Some of what is tackled here cover underlying issues; also, they can share a common point. Trying to explore them from different angles, as they may crop up in unusual ways, the following outlay of ideas comes from personal observation.
***
People suffering from depression or other diagnoses are usually "stress" sensitive.
Learning when to step out of whatever one is doing and rest, especially during times of transitions – in psychological treatment, in lifestyle, or support - is essential. Any lifestyle change can affect a person. Deaths, particularly of a loved one, or mounting health problems, can become very problematic. Any swift rift, in a person's life, can affect them tenfold.
What was helpful? The obvious is speaking to friends. Like many, we are charting unknown territory. People can keep repeating, "take one day at a time." This advice somehow does make things more bearable; the reason why maybe because one is part of a group trying to gain ground in their life struggles. Slowly, people can increase a type of resiliency if they work in a peer mentoring milieu.

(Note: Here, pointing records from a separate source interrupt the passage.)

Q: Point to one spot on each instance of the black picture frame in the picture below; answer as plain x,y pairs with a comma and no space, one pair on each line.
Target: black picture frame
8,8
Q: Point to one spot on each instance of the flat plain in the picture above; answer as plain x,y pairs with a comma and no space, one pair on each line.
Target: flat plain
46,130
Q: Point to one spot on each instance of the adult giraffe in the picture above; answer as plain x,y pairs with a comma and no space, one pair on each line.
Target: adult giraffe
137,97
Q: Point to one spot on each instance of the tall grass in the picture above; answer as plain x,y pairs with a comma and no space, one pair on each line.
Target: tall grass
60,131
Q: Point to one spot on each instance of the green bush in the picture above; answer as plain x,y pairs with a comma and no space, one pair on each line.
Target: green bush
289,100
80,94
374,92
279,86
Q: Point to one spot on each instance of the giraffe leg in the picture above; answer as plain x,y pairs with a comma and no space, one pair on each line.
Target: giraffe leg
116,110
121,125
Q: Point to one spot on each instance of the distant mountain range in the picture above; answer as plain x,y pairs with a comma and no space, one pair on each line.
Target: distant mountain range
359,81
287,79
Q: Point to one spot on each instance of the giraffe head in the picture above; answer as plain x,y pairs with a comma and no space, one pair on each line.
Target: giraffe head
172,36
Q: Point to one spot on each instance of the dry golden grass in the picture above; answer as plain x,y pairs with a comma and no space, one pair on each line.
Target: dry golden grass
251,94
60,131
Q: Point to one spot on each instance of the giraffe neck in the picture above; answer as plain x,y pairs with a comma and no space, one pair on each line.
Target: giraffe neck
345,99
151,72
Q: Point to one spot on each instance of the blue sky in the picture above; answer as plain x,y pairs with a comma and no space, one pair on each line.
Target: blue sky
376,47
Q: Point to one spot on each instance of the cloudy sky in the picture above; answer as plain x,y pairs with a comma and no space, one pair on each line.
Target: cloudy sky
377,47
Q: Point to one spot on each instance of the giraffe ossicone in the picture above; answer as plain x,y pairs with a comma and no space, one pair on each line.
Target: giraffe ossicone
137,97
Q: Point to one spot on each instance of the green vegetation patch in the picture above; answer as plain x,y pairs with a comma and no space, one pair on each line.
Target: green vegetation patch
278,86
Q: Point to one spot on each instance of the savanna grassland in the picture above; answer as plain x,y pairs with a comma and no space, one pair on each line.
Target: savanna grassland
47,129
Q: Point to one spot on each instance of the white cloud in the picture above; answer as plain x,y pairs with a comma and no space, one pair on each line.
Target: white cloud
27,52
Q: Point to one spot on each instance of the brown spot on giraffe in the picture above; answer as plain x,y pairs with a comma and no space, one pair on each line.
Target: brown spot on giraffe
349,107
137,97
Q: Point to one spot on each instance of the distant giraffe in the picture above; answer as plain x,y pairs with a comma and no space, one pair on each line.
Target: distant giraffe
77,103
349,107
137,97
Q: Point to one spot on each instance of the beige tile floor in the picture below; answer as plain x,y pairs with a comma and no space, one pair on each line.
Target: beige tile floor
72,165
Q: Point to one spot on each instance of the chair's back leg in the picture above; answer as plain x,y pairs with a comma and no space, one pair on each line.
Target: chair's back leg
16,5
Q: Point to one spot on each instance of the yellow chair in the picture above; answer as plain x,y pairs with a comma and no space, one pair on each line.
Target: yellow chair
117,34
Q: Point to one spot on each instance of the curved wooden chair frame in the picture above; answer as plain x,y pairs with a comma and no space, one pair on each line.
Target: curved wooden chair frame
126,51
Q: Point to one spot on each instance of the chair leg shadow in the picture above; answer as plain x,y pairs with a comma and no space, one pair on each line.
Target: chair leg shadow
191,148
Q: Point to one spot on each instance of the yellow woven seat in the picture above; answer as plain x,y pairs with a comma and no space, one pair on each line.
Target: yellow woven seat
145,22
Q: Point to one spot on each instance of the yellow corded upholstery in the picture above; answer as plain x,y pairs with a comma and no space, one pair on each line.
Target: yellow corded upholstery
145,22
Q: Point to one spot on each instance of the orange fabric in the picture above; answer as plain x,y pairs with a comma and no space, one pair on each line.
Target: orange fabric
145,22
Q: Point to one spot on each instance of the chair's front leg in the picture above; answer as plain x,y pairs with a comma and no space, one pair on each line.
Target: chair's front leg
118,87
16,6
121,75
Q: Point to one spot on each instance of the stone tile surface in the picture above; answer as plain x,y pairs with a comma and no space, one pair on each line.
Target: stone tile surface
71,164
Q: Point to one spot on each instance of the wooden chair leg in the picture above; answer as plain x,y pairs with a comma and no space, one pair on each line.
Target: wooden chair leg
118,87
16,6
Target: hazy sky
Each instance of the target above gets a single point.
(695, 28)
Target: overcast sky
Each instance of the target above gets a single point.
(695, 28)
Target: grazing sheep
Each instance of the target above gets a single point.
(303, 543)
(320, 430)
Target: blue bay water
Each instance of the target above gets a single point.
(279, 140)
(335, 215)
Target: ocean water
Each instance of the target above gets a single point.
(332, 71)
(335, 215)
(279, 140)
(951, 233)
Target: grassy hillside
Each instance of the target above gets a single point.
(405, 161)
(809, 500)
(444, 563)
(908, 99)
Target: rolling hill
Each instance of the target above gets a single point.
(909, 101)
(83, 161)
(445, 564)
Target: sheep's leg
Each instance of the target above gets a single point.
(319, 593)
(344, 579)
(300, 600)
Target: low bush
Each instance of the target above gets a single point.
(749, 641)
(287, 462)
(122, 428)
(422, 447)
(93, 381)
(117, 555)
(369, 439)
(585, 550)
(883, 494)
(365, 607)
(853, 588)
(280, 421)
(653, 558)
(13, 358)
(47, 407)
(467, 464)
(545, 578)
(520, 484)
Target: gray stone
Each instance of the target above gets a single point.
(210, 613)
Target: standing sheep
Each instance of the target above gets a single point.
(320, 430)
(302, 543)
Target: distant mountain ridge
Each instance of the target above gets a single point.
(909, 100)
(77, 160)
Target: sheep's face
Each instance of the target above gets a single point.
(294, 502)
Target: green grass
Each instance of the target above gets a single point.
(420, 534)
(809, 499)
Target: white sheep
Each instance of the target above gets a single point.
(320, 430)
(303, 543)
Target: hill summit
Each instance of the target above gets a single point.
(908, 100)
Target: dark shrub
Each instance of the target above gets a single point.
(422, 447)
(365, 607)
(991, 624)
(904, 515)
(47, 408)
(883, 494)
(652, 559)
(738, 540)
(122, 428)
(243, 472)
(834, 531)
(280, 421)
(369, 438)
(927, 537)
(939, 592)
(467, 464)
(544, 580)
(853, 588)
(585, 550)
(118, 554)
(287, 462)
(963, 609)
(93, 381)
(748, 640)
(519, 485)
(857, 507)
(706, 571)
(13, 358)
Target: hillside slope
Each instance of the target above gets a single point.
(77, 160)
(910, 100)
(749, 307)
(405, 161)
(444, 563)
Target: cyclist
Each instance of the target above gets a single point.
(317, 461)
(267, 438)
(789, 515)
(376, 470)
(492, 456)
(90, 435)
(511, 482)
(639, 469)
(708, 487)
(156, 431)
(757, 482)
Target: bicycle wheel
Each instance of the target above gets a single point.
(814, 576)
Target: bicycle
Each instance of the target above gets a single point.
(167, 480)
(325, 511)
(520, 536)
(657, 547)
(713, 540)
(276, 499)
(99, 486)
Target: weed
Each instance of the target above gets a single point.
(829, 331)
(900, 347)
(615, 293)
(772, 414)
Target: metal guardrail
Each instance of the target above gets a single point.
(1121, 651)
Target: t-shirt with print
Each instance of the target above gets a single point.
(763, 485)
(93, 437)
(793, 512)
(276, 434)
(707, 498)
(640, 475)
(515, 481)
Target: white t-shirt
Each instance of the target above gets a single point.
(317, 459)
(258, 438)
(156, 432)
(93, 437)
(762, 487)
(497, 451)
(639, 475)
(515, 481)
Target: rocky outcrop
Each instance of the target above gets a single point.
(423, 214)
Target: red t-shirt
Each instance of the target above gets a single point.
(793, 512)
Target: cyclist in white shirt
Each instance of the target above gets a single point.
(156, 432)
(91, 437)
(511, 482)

Then, there is a matter of work. Many people must escape from doing too much in this area. It is a problem that keeps tugging at all of us. The solution seems to be working a shorter schedule, which includes built-in flexibility clauses. The sole barometer is the person. They are the navigator, like being a pilot navigating an ideal gateway. It is so easy to leave port too quick, without either a weather report or an appropriate crew.
***
There is no rule book, no umpire, only the person that can ultimately conclude what may be helpful, and when. Psychological support may be a terrific guide, but it is the person, in the situation, controlling the rudder. The idea is to stay in engagement. All sorts of scenarios for activity look promising if the person is up to it. There comes a time when they will be able to gauge what is more than one can do. It is like going into a situation with an activity adjuster lever. Usually, it is better to overshoot just a bit before deciding on a settling marker. Developing resiliency is a constant process.
They are having learned over the years that it is essential to both wades through the clinical application and try to apply instinctual awareness of one's situation. The ultimate authority on the ins and outs of personal trials is the person dealing with them. In striving to bottle one's own experience, it seems like capturing a sneeze. One hopes that they get more than a whiff.
How do people guide each other out of the problematic emotional realm? Peer mentoring is a crucial asset, as discussed in the next section. Friends are what many people count on in times of trouble.
Listen
Mirror what the client is telling you; let the person impart what they are experiencing at the moment.
Ask questions, try to be constructive in offering suggestions that seem pertinent to their situation.
Learn the standard medications and what the person is taking; if a person is going on/off new medicines, this may be the culprit to a mood shift and suicidal idealization.
Encourage the client to plan of action – what they'll do when the call ends, if, indeed, you are speaking with someone on the telephone. This may be calling a friend or family member or touching base with their medical team.
Many times, there is such a complexity of emotions not easy to discern, waving to gain attention. It hits a person's front and center. The only employable tactic I could think of was to wait out whatever emotion was running me until whatever was happening could find a way to subside. There were no guideposts; conversations played a crucial part in resolving these negative experiences.
For example, I recall calling a crisis response counselor in an emergency, relaying to her that I was frightened to eat any food. (I had lost a lot of weight to the point where I wasn't sure if it would return.) The "crisis" person asked me to go to the refrigerator and take out some food. She then told me to eat something, right while we were on the phone together. In this situation, it was important to me to have someone assist me in finding a haven, even if it is for a short while until I could touch base with my friends and psychological team when I returned a Day Program. The person on the other end of that line established a "heart" connection and let me speak my reality.